One group which tracks the deaths in the war, the Syrian Revolution Martyr Database, has detailed records for the deaths of at least 232 children aged 3. The real number may be far higher: The organization, which is run by opponents to the Syrian regime, notes that in many cases the age of the child is not known and thus cannot be recorded. In other cases, the death itself is never even recorded.
A closer look at the database's details reveals more horror. Of the 232 known deaths, almost half were killed by artillery fire. Most of the rest were killed either by aerial bombing or gunfire, with a smaller amount reported to have died from a variety of other causes – including, in one case, a slit throat.
Children of other ages suffered as well. In total, the Syrian Revolution Martyr Database found evidence of almost 2,000 children under the age of 10 who had been killed since the fighting began. Estimates from other groups may skew far higher – the Syrian Observatory for Human Rights, a group based in Britain, has said that at least 11,493 children have died since the war began. These estimates do not include children like Kurdi who died after fleeing the chaos.
Attempts to count the dead in Syria have become one of the most divisive parts of the response to the conflict. The Syrian Observatory, perhaps the most widely cited of all the groups attempting to keep tally of the deaths, says it has counted the deaths of over 220,000 people since the war began.
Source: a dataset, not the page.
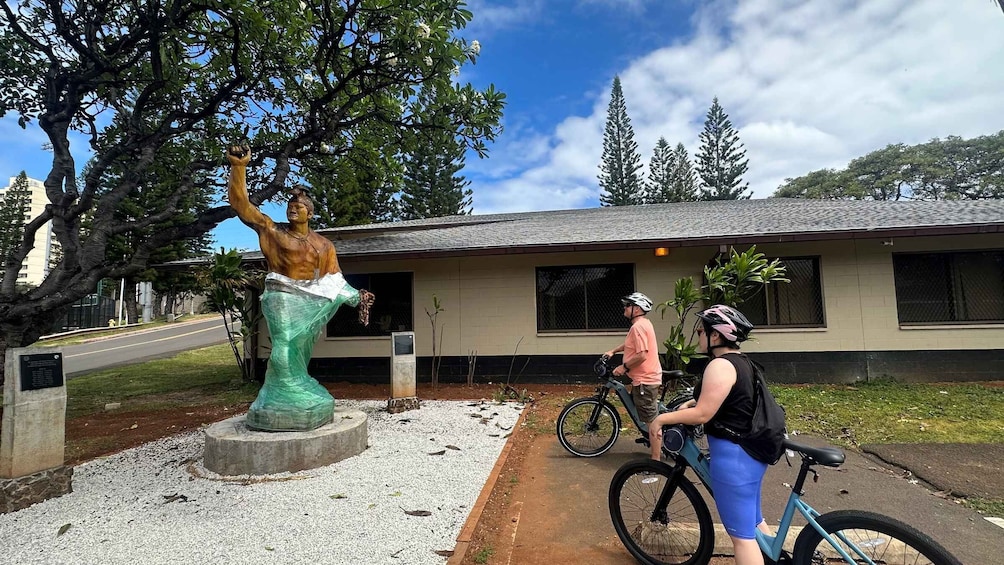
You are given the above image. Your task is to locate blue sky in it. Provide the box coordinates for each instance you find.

The Syrian Revolution Martyr Database, which use a different system for counting the dead, comes to the smaller number of 133,355. Regardless, the real number is likely to be significantly higher.
The image of Kurdi lying in the sand was so powerful that it appears it may even shake the world out of its inaction on a refugee crisis. However, thousands more children have died without changing anything, their death effectively becoming, at best, a statistic.